Most of the time I used.40 Cal beads because that is what I had. I would grind the points sharp and then use a hook sharpening file to finish them off. The Skewer darts were just sharpened a bit more and then processed.

Do you prepare your shafts first and then make your cones and then assemble or ?

My blowguns at the time were the old Amazon Jivaro blowguns that I bought when I was a kid .... I had two 5 1/2 foot units and a 4 1/2 footer. I used the heck out of them and made my own .50 cal and stepped up my game. Those darts used cones/corks that fit the bore just perfectly and flew with great force. by the time it came around to me making my own BG I really had practiced a lot and had the breath control down to a science. My lungs and the rest of my respiratory system were a shooting machine ;- ) I think the CA law came into effect around the early 70's and at that time I was in college and not to much time to play with blowguns.
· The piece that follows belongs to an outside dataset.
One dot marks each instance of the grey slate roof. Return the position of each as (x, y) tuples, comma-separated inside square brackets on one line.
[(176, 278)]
After that I got back into it and to my surprise found out they were illegal, so needless to say that cramped my style, hence the demise of blowgun sports in CA.

wll


----------



## treefork (Dec 8, 2012)

I still have my old original Jivaro and darts from the 70"s .


----------



## wll (Oct 10, 2017)

treefork said:


> I still have my old original Jivaro and darts from the 70"s .


It was a pretty cool blowgun. Have you tested the velocity using the old plastic balls and those thin wire shafts ? As I remember the 5 1/2 ' model sent them out at a decent clip ;- ) about 175fps maybe a bit more ?
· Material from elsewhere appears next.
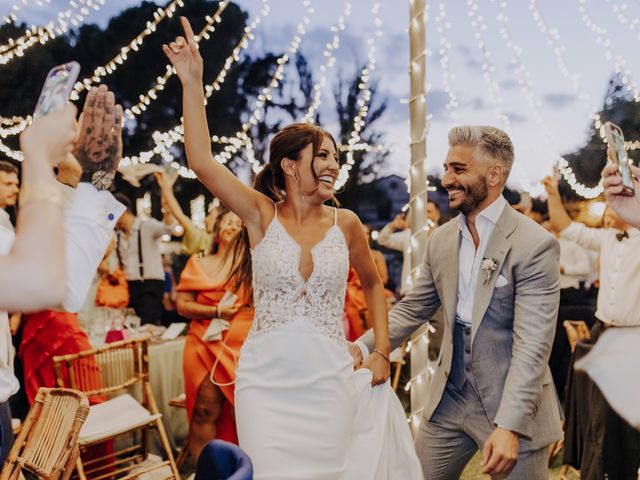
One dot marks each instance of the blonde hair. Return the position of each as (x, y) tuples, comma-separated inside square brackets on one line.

Nice to see someone still has a blowgun from back in the day ;- )

wll


----------



## treefork (Dec 8, 2012)

wll said:


> treefork said:
> 
> 
> > I still have my old original Jivaro and darts from the 70"s .
> ...


No I have ever put it over the Chrony . I have the 4 1/2 ' model with a bunch of the orange beads and spring steel wire . They are a 38 caliber size . You can run the 40 cal cones thru it with a little material sanded off the 40 cal cone . The wire can be found at certain hobby stores . I think the cones are better than the original beads . They are more balanced and centered . I can still remember ordering it and the excitement of its arrival .


----------



## wll (Oct 10, 2017)

treefork said:


> wll said:
> 
> 
> > treefork said:
> ...


Treefork,

Thanks for sharing, I remember when got mine too ..... thanks again for the info and look back into this cool little blowgun ;- )

wll


----------